If I don’t put in the legwork now to prep support for next year, we definitely won’t have the support. So if we all still have jobs, my people suffer. Or if I’m the only one who gets the axe, they suffer because I didn’t take care of them. If I do put in the legwork now but we miss the target this year (as expected), maybe we lose that support anyway. It’s really stupid! Unless I can talk them around and say look – we’re all as well placed as we possibly CAN be to aim for the stars because I did all that work, surely you don’t want to waste it.
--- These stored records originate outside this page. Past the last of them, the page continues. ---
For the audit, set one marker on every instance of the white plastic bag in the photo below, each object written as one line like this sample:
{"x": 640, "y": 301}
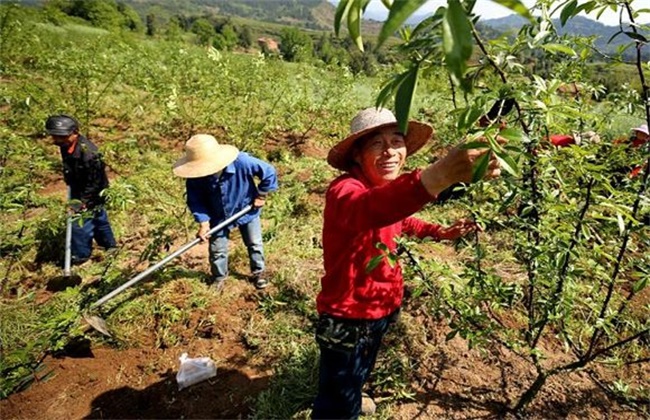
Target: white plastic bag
{"x": 195, "y": 370}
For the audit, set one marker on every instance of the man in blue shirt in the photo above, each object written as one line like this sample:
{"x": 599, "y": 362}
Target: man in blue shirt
{"x": 220, "y": 181}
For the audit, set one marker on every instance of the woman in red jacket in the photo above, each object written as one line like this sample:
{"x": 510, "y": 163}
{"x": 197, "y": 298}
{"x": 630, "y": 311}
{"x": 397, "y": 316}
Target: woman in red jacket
{"x": 372, "y": 203}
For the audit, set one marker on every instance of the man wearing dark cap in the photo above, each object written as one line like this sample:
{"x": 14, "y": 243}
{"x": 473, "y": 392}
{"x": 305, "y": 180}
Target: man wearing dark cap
{"x": 85, "y": 174}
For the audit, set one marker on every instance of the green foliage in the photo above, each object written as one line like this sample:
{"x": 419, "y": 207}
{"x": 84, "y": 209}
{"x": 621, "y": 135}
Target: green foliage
{"x": 560, "y": 202}
{"x": 295, "y": 45}
{"x": 204, "y": 31}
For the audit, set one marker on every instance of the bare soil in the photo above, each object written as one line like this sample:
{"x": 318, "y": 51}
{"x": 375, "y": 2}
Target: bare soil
{"x": 95, "y": 381}
{"x": 452, "y": 381}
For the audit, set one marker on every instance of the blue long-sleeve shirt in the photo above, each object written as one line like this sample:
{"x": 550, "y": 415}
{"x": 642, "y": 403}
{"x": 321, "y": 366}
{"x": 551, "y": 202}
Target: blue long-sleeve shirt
{"x": 216, "y": 197}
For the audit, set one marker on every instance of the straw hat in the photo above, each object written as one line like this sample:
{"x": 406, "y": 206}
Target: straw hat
{"x": 203, "y": 157}
{"x": 369, "y": 120}
{"x": 643, "y": 129}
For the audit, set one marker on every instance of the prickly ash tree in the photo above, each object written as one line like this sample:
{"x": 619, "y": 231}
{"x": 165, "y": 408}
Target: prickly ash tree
{"x": 558, "y": 217}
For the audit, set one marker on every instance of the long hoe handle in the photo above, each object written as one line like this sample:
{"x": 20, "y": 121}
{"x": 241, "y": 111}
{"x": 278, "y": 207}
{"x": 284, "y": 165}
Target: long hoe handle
{"x": 168, "y": 258}
{"x": 68, "y": 241}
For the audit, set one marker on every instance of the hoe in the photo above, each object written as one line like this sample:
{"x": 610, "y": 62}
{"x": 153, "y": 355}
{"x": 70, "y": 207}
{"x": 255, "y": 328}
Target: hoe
{"x": 100, "y": 325}
{"x": 67, "y": 279}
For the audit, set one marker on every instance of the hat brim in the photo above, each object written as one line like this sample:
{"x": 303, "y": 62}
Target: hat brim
{"x": 185, "y": 168}
{"x": 59, "y": 132}
{"x": 340, "y": 156}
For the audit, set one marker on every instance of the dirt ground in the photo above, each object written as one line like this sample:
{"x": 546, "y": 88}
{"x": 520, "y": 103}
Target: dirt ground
{"x": 453, "y": 382}
{"x": 94, "y": 381}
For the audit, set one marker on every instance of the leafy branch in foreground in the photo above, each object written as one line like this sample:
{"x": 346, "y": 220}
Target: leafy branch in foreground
{"x": 551, "y": 230}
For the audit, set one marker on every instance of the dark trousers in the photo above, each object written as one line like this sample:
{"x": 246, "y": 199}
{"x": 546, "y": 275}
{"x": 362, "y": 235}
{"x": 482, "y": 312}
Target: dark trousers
{"x": 85, "y": 229}
{"x": 342, "y": 374}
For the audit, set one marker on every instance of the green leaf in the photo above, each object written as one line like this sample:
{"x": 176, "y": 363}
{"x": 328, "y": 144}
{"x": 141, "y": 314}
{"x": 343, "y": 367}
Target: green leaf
{"x": 568, "y": 11}
{"x": 341, "y": 13}
{"x": 387, "y": 91}
{"x": 404, "y": 97}
{"x": 399, "y": 12}
{"x": 641, "y": 284}
{"x": 474, "y": 145}
{"x": 457, "y": 42}
{"x": 507, "y": 162}
{"x": 513, "y": 134}
{"x": 517, "y": 7}
{"x": 614, "y": 36}
{"x": 480, "y": 167}
{"x": 354, "y": 23}
{"x": 636, "y": 36}
{"x": 621, "y": 224}
{"x": 373, "y": 263}
{"x": 559, "y": 48}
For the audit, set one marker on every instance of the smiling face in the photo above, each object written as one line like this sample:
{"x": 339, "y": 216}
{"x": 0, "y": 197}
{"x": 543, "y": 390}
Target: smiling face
{"x": 382, "y": 155}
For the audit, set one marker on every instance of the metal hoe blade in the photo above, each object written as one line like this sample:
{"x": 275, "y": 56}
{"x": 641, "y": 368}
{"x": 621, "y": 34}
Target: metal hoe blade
{"x": 100, "y": 325}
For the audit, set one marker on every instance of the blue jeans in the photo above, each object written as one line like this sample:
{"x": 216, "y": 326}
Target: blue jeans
{"x": 95, "y": 225}
{"x": 251, "y": 233}
{"x": 342, "y": 374}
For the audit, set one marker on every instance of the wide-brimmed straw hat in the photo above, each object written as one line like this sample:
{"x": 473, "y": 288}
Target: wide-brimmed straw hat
{"x": 367, "y": 121}
{"x": 204, "y": 156}
{"x": 642, "y": 128}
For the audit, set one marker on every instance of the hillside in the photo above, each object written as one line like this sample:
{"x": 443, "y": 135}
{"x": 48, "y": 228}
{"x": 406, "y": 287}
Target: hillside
{"x": 578, "y": 26}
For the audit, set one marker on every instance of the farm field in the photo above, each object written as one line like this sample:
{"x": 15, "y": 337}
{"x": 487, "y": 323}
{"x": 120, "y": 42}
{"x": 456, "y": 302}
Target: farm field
{"x": 457, "y": 351}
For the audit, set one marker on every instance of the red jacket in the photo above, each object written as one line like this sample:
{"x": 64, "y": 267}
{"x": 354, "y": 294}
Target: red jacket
{"x": 562, "y": 140}
{"x": 357, "y": 217}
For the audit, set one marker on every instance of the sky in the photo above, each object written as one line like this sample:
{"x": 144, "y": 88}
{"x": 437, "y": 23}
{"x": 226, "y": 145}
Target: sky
{"x": 488, "y": 9}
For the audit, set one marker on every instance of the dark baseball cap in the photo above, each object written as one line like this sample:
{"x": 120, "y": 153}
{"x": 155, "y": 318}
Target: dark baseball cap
{"x": 61, "y": 125}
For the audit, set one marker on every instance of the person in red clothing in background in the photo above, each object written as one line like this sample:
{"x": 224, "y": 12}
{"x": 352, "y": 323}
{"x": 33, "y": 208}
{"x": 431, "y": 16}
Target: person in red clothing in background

But my ability to talk sense into corporate “line goes up” types is naught because I argue logic and reality. They just want line to go up, completely divorced from logic and reality. So maybe I have a job for 12 more months before they decide it’s my fault that their impossible demands aren’t met.

That realization rubs up against my survival instinct. Day to day, I want to help people and that means giving money. Lots of it, these days. But if I’m likely to run out of job runway in 6? 12? Maybe 18 months at the outside? If nothing else, I don’t really want to be miserable for that much longer. It’s been awful since 2023.

And PiC is feeling similar heat at his work – massive amounts of work while having layoffs twice a year every year for four years. In his twelve years prior to that, maybe there were a couple layoffs? It was not the norm.

It’s hard not to give in to the feeling that we have to save every penny for our family. We do save aggressively but in the moments I remember the Great Recession, my whole being clenches up with stress.

Year 6, Day 219: Every day feels like a week these days but my cousin being in town for the holiday makes life seem bearable again (temporarily). This is the one long weekend in the year I can truly relax. There’s an adult in the house who can manage my kids that isn’t PiC and isn’t completely exhausted all the time and loves us. It’s a rare feeling and my body obviously feels it deeply because I can actually sleep deeply when she’s here.

We did cake deliveries in the neighborhood together, since we had a giant Costco cake and no party, and it was fun surprising friends with a large slab of cake.

It’s suddenly cold enough to see your breath now. I’m also finally feeling 80% human again. That’s about my baseline for health. Every time I hit this phase, I realize that I haven’t just been lazy for a month. I’ve been down and out. Now I can do my workouts. I can get out of bed and do a full day of work at my desk. It don’t have to work in bed all day to conserve every ounce of energy. It’s a huge difference.

Year 6, Day 220: JB asked what Thanksgiving is about for us since we don’t celebrate the Pilgrims being colonizing jerks. Well, I said. It’s a federal holiday whether we buy into the reason or not so it’s our time and our chance to have our own family traditions with food and chosen family.

I used to spend this holiday with in-laws and other family but I haven’t been able to face Other People since my mom died a month before Thanksgiving. From my still-raw grief and need to avoid people grew a new tradition where I don’t travel, we just host whoever might be around and we set an overly ambitious table for five. It’s become a far better day than it used to be and I’m grateful for this time.

It’s funny. Stuffing (dressing) and being with a wide array of people this weekend used to be the most important thing to me, back when I was young. This year I forgot the stuffing and was happy that it was just the five of us. We wouldn’t have minded friends joining but I didn’t feel like anyone was missing, other than our beloved dogs.

Year 6, Day 221: We spent this day freezing our toes off in the city. It was planned so far as: we met up with SmolAc’s schoolmate and their sibling and parent at a park. They had a hell of a time biking and cackling their little heads off. JB didn’t like the biking conditions so I ran an impromptu calisthenics routine for them.

The play time dragged into snack time, we’d all packed some things, and then into forest exploration. That turned into a hike and then the end of that turned into an hour on the playground.

The kids clearly had fun and I was too busy trying to find patches of sunlight to care about much else other than hoping that no one tore the seat of their pants or their knees, sliding down the hills haphazardly as they were.